ひとり旅コラム

【アフター・コロナ】コロナ後に変わる一人旅の予測4選

パンデミックを引き起こし、いまだに終息の目途が見えてこない新型コロナウイルス(COVID-19)。新型コロナウイルスの影響で、海外はもちろん、旅に出られない日々が続いています。

アフターコロナ、コロナ後に一人旅はどのように変わるのか、今回はコロナ後の一人旅のあり方、変化についての予測をご紹介します。

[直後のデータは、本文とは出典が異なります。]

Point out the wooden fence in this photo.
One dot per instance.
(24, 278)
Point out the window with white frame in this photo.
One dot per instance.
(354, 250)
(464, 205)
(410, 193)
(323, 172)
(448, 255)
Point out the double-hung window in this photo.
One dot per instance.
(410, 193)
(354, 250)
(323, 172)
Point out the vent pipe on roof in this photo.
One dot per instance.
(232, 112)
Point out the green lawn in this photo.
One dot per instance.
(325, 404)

1.コロナ後の一人旅を予測するヒント:UNWTO(世界観光機関)のガイドライン

出典:Pixabay(Erika Varga)

2020年5月28日、UNWTO(世界観光機関)はコロナ禍でも少しずつ観光産業を回復へと舵を切るために必要な指針、「Global Guideline」を公表しました。

これは、観光産業を徐々に再開していくに当たって、主に国や政府といった公共機関、旅行・観光産業従事者や、旅客・交通機関に求められる必要な対応や連携をまとめたものになります。

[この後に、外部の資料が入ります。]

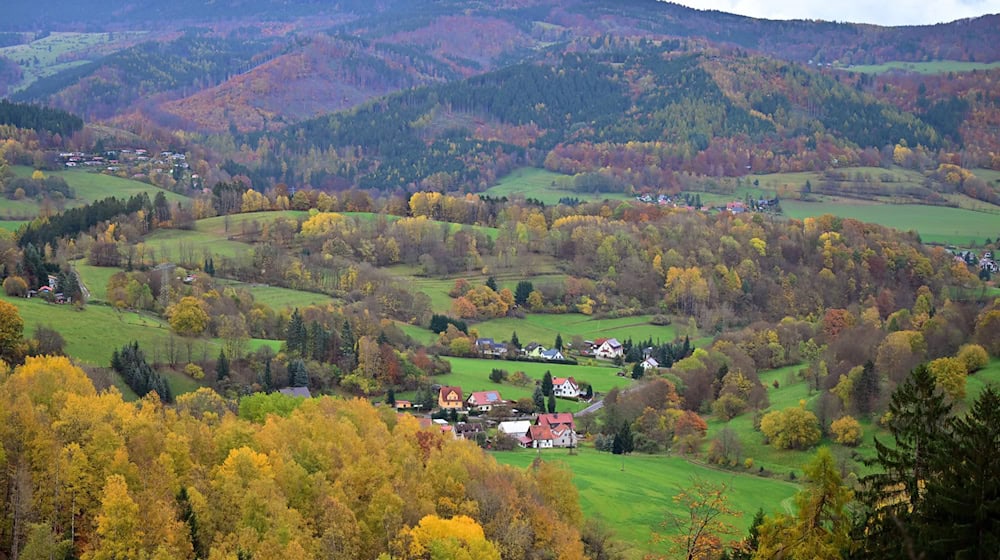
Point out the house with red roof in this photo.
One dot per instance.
(484, 401)
(561, 426)
(450, 398)
(565, 387)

この指針(ガイドライン)の詳細は以下の記事でご紹介していますので、ご興味のある方はこちらの記事もぜひお読みください。

UNWTO(世界観光機関)、観光業の再開に向けたガイドラインを公表

こちらのガイドラインにまとめられている事項を要約すると、大きく以下の3つのポイントにまとめられるかと思います。

・衛生面、健康面に対するより厳格なチェック・ルール体制の整備
・物理的な非接触と除菌、清潔維持の推進
・ITサービス導入の加速

具体的にどのようなことが起こり得るのか、旅行者・バックパッカーの立場からそれぞれ見ていきましょう。

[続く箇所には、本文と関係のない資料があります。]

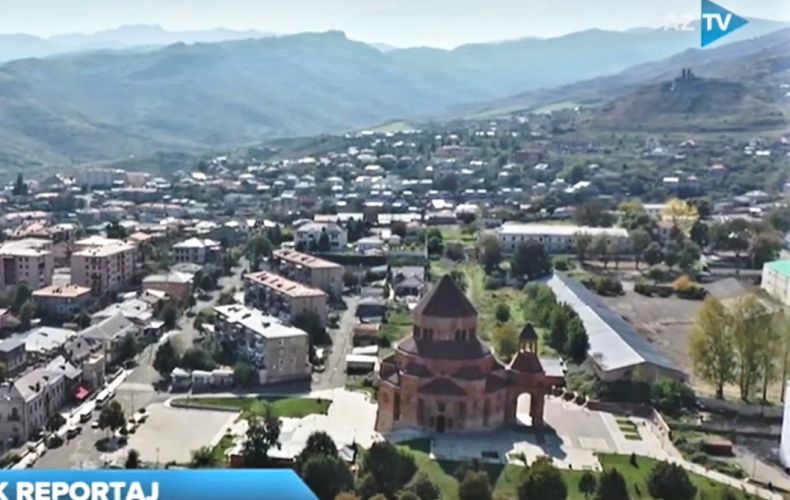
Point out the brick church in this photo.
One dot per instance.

衛生面、健康面に対するより厳格なチェック・ルール体制の整備

現在、世界の国のほとんどが渡航規制を発出しており、仮に海外からの渡航者を受け入れるにしても、入国に当たってはPCR検査の徹底や入国後一定期間の隔離、検温等の自主管理など、厳しい対応を求めています。

新型コロナウイルス(COVID-19)の感染が減少に転じ、ワクチンが開発されたとしても、完全にコロナ前の世界に戻ることは難しいでしょう。

新型コロナウイルスに対するワクチンが開発された後でも、旅行やバックパックでの一人旅をする際に、以下のような新しい慣習が当たり前になっているかもしれません。

・海外への渡航に当たっては、渡航日を含む2週間以内の健康状態に関する診断書やレポートの提示が義務付けられる。

・入国の際、イミグレーションにて検温が必須となり、少しでも体調に異変のある旅行者は隔離される。(これにより、入国手続きの時間がさらに長引く。)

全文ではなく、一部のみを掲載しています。